The GUI has a sortable table showing all discovered files with their AI-generated metadata, a sidebar for filtering by date range or topic, a preview pane for reading file contents without leaving the app, and a topic distribution chart showing what you write about most. There’s a favorites system for pinning important notes, and the whole thing handles 8,000+ files with virtual scrolling so nothing lags.

The AI Pipeline

Every text file gets sent to a local Ollama instance running qwen2.5:14b. The prompt asks for structured JSON output: sentiment (positive/negative/neutral/mixed), a sentiment score from -1.0 to 1.0, up to three topic labels, and a one-sentence summary. I use Ollama’s structured output format with a JSON schema generated from my Rust types via schemars, so the model always returns valid, parseable results.

The analysis runs with configurable concurrency (8 parallel requests by default) and truncates files over 4,000 characters to keep inference fast.
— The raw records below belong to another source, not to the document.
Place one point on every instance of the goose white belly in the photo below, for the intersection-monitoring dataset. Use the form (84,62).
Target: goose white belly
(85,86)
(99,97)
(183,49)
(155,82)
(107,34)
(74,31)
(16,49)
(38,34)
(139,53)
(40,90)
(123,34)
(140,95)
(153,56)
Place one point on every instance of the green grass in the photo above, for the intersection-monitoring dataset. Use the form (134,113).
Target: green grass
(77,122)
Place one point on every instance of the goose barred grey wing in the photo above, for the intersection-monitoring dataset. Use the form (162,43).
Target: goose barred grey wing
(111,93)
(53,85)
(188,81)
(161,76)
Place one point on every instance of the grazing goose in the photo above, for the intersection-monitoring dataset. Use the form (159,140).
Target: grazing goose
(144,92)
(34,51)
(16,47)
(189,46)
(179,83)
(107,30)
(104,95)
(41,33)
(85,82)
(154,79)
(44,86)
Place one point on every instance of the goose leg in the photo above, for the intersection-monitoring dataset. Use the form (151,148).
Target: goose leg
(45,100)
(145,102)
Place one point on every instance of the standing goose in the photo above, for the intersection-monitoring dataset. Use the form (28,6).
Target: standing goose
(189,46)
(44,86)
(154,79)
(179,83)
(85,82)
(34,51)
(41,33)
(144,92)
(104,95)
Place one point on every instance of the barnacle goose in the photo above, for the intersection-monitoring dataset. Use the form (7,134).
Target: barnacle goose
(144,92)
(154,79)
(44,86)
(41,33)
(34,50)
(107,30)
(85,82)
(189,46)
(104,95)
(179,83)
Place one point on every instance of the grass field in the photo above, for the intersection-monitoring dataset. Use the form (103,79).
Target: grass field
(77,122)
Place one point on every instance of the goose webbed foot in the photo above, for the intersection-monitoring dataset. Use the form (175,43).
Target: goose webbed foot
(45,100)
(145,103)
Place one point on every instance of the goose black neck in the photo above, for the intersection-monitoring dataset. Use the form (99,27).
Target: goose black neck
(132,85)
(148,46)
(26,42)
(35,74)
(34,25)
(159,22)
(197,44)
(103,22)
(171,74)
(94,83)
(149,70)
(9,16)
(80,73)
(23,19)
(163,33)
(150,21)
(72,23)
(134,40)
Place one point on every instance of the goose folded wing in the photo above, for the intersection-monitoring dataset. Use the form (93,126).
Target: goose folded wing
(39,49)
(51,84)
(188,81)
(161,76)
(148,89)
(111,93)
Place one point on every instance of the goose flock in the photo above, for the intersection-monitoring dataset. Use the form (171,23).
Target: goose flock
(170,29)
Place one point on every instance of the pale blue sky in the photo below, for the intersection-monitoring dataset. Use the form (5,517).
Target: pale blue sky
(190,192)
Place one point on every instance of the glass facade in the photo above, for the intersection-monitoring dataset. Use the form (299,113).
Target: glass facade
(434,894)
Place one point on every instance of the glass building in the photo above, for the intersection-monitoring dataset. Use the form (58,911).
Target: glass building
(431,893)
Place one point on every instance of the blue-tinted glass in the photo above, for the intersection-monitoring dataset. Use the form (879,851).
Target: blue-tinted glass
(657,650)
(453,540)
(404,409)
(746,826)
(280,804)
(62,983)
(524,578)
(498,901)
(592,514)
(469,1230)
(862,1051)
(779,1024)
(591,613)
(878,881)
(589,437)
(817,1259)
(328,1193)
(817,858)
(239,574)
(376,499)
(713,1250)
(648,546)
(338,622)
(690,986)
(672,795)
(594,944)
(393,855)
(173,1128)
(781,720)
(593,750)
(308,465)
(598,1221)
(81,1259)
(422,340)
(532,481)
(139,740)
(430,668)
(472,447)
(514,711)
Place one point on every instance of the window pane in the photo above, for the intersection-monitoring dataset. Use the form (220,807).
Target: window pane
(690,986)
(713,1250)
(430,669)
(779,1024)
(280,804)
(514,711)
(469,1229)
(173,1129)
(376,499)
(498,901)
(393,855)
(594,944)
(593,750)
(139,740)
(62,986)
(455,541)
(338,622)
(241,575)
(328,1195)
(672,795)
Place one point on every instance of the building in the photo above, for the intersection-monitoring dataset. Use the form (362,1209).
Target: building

Content hashing means files only get re-analyzed when they actually change. The entire pipeline runs locally. Nothing leaves your machine.

Built-in GPU diagnostics show whether Ollama is reachable, if the model is loaded, how much VRAM it’s using, and whether inference is running on GPU or CPU. Useful for debugging when analysis seems slow.

Tech Decisions

Rust + egui because I wanted a native app that starts instantly, not an Electron wrapper. egui with eframe gives me immediate-mode rendering with minimal boilerplate. The whole binary is self-contained.

SQLite + FTS5 because full-text search across paths, topics, and summaries needs to be instant. FTS5 handles prefix matching and ranking out of the box. I keep the FTS index synced via triggers so it never goes stale.

jwalk for the filesystem scan. It does a parallel directory walk across threads, which makes scanning an entire drive take seconds instead of minutes. Files get batched (500 at a time) and streamed to the database through a channel so the UI stays responsive during scans.

Local AI only because I don’t want my personal notes on someone else’s server. Ollama runs on my RTX 5070 Ti and the 14B parameter Qwen model fits comfortably in VRAM. Analysis of a full drive’s worth of files takes a few hours the first time, then incremental updates are near-instant.

Status

Notesdash is feature-complete for my own use. The repo is going private. If you have a similar problem with scattered text files and a decent GPU, the approach works well: parallel scan, local LLM analysis, SQLite FTS5, native GUI. The whole thing is about 2,000 lines of Rust.